Quantifying Relative Changes in Usability

In order to compare the different iterative design projects later in this article, a uniform way of scoring usability improvements is desirable. The approach used here is to normalize all usability measures with respect to the values measured for the initial design. Thus, the initial design is by definition considered to have a normalized usability value of 100, and the subsequent iterations are normalized by dividing their measured values by those measured for the initial design. For example, if users made four errors while completing a set task with version one and three errors with version two of an interface, the normalized usability of interface two with respect to user errors was 133% of the usability of interface one, indicating that a 33% improvement in usability had been achieved. In just the same way, the normalized usability of interface two would still be 133% if users made eight errors with interface one and six errors with interface two.

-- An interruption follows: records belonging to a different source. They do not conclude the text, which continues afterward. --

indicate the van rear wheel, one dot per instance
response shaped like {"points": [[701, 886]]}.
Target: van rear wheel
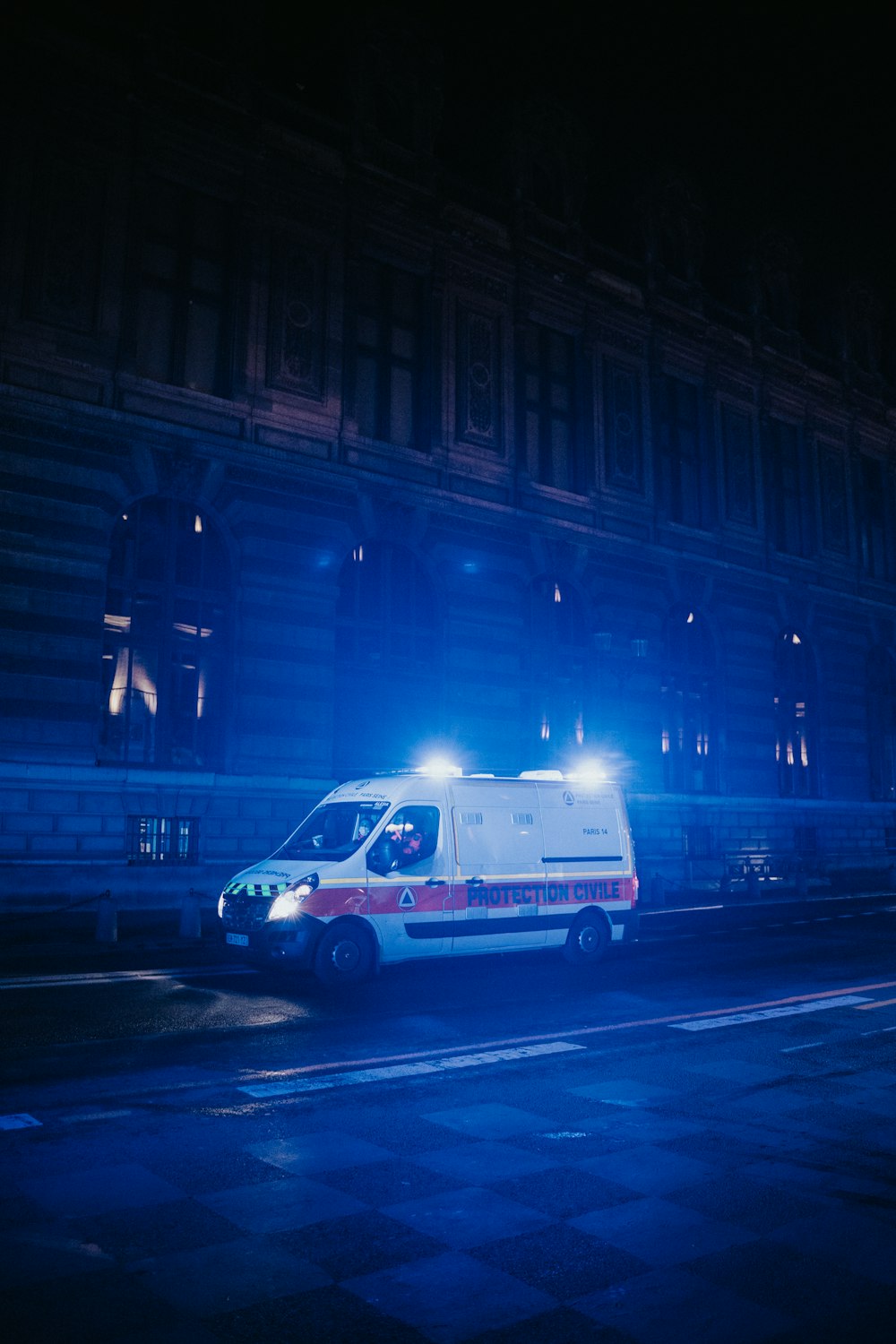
{"points": [[346, 953], [587, 940]]}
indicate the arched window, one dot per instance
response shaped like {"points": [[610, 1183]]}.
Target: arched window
{"points": [[556, 645], [880, 698], [689, 744], [389, 661], [164, 645], [794, 715]]}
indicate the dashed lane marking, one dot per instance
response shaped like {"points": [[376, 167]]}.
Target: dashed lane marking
{"points": [[493, 1047], [110, 978], [435, 1066], [762, 1013]]}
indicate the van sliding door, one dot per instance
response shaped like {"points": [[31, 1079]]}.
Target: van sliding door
{"points": [[500, 886]]}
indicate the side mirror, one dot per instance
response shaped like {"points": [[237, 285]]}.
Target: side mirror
{"points": [[381, 857]]}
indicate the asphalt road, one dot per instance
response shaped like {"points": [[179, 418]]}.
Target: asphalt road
{"points": [[694, 1142]]}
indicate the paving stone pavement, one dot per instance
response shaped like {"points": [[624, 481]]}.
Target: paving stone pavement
{"points": [[659, 1204]]}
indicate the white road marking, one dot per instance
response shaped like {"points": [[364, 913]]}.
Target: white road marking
{"points": [[94, 1115], [762, 1013], [110, 978], [435, 1066]]}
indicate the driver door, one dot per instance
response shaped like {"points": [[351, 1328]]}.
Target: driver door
{"points": [[410, 883]]}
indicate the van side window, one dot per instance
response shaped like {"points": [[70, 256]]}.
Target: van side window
{"points": [[411, 836]]}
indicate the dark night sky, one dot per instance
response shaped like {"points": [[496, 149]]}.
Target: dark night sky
{"points": [[780, 115]]}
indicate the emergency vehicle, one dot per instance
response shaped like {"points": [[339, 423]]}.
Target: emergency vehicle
{"points": [[418, 865]]}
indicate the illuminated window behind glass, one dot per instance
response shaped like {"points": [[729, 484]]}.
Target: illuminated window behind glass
{"points": [[389, 661], [548, 371], [164, 637], [872, 516], [163, 839], [689, 745], [387, 352], [794, 717], [684, 492], [556, 642], [182, 312], [788, 492], [880, 680]]}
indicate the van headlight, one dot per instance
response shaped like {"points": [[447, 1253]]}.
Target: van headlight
{"points": [[288, 902]]}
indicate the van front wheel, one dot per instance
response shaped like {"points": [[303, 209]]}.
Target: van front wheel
{"points": [[346, 954], [587, 940]]}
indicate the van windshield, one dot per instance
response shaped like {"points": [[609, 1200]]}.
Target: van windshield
{"points": [[332, 831]]}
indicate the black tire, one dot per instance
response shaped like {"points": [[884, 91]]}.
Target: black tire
{"points": [[587, 940], [346, 953]]}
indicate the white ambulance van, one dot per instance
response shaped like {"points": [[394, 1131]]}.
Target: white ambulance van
{"points": [[413, 866]]}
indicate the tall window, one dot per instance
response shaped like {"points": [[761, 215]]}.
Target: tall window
{"points": [[548, 371], [880, 695], [872, 516], [788, 489], [684, 491], [389, 661], [164, 640], [794, 715], [556, 718], [689, 745], [183, 312], [387, 358]]}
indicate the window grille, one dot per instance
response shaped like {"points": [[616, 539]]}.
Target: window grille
{"points": [[163, 839]]}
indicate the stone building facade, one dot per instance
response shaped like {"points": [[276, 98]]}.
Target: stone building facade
{"points": [[316, 460]]}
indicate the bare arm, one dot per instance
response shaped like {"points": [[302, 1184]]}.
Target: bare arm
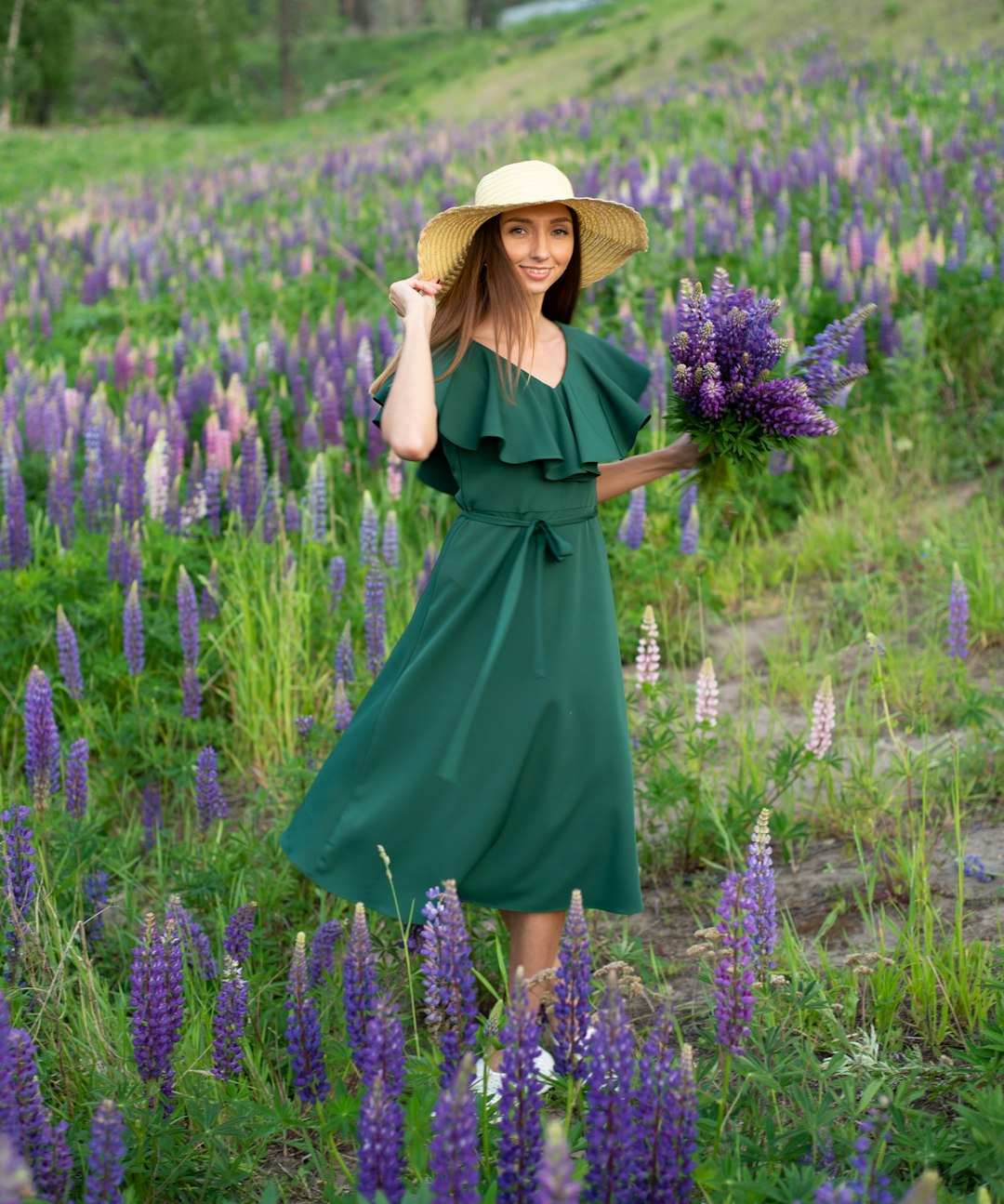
{"points": [[638, 470], [408, 420]]}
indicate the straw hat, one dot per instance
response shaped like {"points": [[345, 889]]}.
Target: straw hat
{"points": [[609, 232]]}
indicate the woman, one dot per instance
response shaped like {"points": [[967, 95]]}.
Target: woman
{"points": [[494, 748]]}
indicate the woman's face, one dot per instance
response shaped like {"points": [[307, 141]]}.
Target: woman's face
{"points": [[538, 240]]}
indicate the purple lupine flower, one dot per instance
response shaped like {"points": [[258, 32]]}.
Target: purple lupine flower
{"points": [[208, 797], [555, 1182], [647, 660], [236, 937], [690, 533], [95, 903], [156, 1000], [42, 1144], [16, 1182], [208, 601], [521, 1139], [323, 950], [20, 873], [389, 543], [707, 709], [761, 893], [69, 654], [688, 497], [317, 500], [384, 1052], [188, 617], [19, 542], [376, 619], [192, 693], [133, 632], [665, 1134], [359, 984], [345, 661], [302, 1033], [10, 1123], [380, 1144], [449, 978], [571, 988], [733, 972], [336, 578], [368, 533], [106, 1151], [41, 739], [151, 814], [453, 1151], [958, 616], [632, 529], [608, 1119], [825, 378], [229, 1021], [194, 941], [76, 778], [824, 721]]}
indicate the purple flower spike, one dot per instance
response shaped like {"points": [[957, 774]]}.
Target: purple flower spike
{"points": [[302, 1032], [20, 872], [16, 1182], [665, 1135], [208, 797], [449, 978], [42, 1144], [323, 950], [958, 616], [733, 972], [76, 778], [359, 985], [380, 1144], [609, 1113], [198, 951], [555, 1182], [229, 1021], [760, 890], [188, 617], [69, 654], [156, 999], [236, 937], [105, 1171], [41, 739], [95, 903], [384, 1052], [521, 1139], [453, 1152], [571, 987], [133, 632]]}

A particular problem is how to convert measures of subjective satisfaction into improvement scores, since subjective satisfaction is often measured with questionnaires and rating scales. It would not be reasonable just to take the ratio of the raw rating scale scores. Doing so would mean, say, that a system rated 2 on a 1-5 scale would be twice as good as a system rated 1 on a 1-5 scale, but also that a system rated 2 on a 1-7 scale would be twice as good as a system rated 1 on a 1-7 scale, even though it is clearly easier to achieve a rating of 2 on a 1-7 scale than on a 1-5 scale.

The underlying problem is that the rating scales are not ratio scales, so it is theoretically impossible to arrive at a perfect formula to calculate how much better one rating is relative to another. Assuming that the goal of usability engineering is purely economical, it might be possible to gather empirical data to estimate how various subjective satisfaction ratings translate to increased sales of a product or increased employee happiness (and one could then further measure the contribution to a company's profits from having happier employees). I am not aware of any such data, so I proceeded with calculating relative subjective satisfaction scores as well as possible, using a method that had proven successful in a larger study of subjective preference measures, [Ref. 11] even though the resulting formula is admittedly not perfect. This transformation method is discussed further in the box.

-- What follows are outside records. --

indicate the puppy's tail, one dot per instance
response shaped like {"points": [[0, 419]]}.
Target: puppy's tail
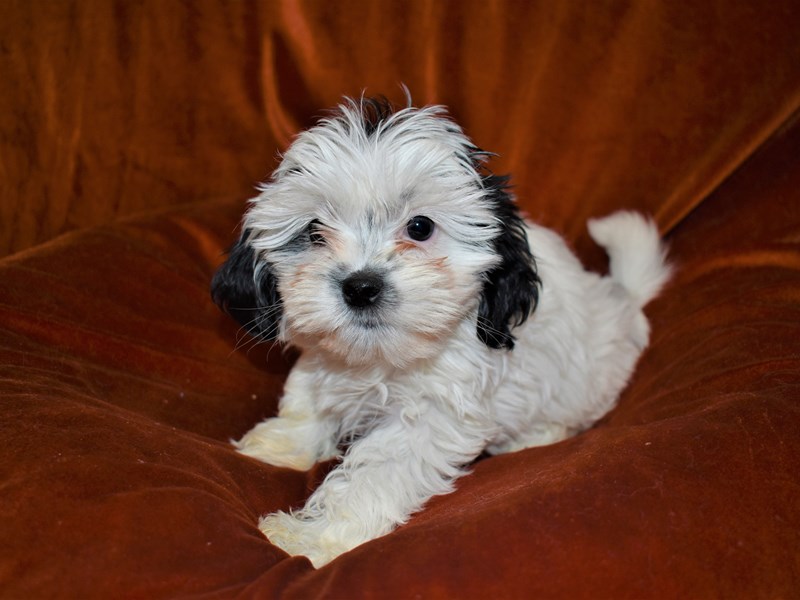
{"points": [[636, 253]]}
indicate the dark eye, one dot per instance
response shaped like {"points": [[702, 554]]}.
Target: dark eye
{"points": [[420, 228], [314, 233]]}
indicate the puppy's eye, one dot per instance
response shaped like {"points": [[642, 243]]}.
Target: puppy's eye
{"points": [[315, 233], [420, 228]]}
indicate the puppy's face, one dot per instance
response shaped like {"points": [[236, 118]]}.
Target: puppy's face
{"points": [[376, 238]]}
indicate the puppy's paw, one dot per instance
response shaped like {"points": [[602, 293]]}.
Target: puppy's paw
{"points": [[281, 442], [306, 536]]}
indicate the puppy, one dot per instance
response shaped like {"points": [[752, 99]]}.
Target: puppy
{"points": [[434, 322]]}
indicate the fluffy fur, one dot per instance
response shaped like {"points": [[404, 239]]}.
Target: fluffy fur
{"points": [[434, 322]]}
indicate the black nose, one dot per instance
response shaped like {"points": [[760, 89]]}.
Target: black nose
{"points": [[362, 288]]}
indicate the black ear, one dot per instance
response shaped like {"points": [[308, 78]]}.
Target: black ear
{"points": [[511, 289], [247, 294]]}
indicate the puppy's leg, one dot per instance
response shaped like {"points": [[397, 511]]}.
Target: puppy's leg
{"points": [[384, 478], [298, 437]]}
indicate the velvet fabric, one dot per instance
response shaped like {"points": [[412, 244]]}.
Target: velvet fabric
{"points": [[131, 135]]}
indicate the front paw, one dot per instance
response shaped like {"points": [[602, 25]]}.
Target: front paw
{"points": [[303, 535], [281, 442]]}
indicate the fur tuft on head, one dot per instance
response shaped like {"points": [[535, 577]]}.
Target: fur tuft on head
{"points": [[342, 201]]}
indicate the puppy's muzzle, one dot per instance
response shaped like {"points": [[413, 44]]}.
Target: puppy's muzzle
{"points": [[362, 289]]}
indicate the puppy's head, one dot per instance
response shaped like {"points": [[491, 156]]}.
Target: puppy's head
{"points": [[377, 237]]}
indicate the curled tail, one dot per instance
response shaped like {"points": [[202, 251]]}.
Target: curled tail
{"points": [[636, 253]]}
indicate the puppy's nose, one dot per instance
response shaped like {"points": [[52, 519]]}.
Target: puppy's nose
{"points": [[362, 288]]}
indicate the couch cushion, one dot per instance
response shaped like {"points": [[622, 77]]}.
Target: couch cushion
{"points": [[120, 387]]}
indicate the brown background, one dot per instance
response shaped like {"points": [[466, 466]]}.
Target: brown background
{"points": [[131, 134]]}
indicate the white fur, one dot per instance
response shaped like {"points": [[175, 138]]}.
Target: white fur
{"points": [[417, 396]]}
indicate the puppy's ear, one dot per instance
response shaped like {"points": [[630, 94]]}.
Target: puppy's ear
{"points": [[247, 294], [511, 289]]}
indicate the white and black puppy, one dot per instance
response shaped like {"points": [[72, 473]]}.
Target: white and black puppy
{"points": [[434, 322]]}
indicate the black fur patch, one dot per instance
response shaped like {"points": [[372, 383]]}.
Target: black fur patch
{"points": [[252, 300], [511, 290]]}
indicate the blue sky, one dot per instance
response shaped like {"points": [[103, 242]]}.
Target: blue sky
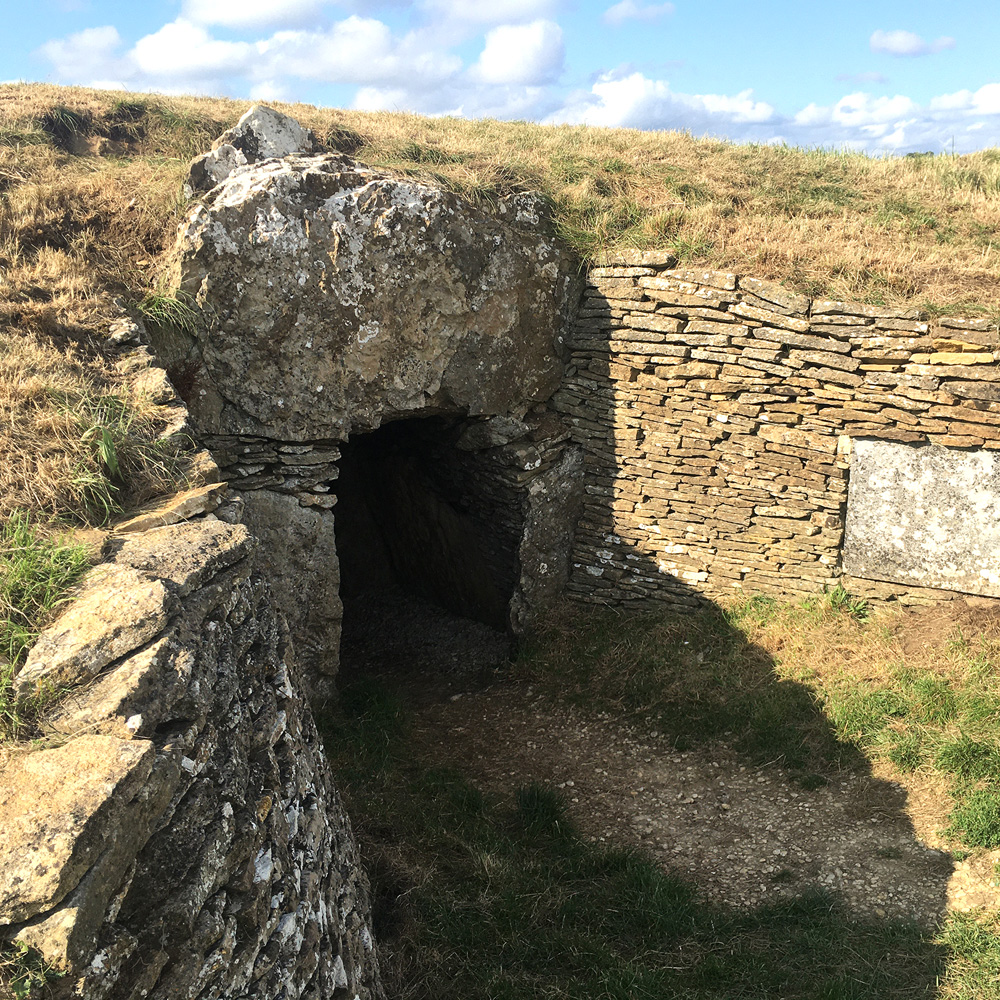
{"points": [[884, 75]]}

The case studies in this article all used a given set of test tasks to measure usability throughout the iterative design process. This was possible because they had their basic functionality defined before the start of the projects. In contrast, some development projects follow a more exploratory model where the tasks to be performed with a system may change during the development process as more is learned about the users and their needs. For such projects, it may be more difficult to use a measurement method like the one outlined here, but the general results with respect to the improvements from iterative design should still hold.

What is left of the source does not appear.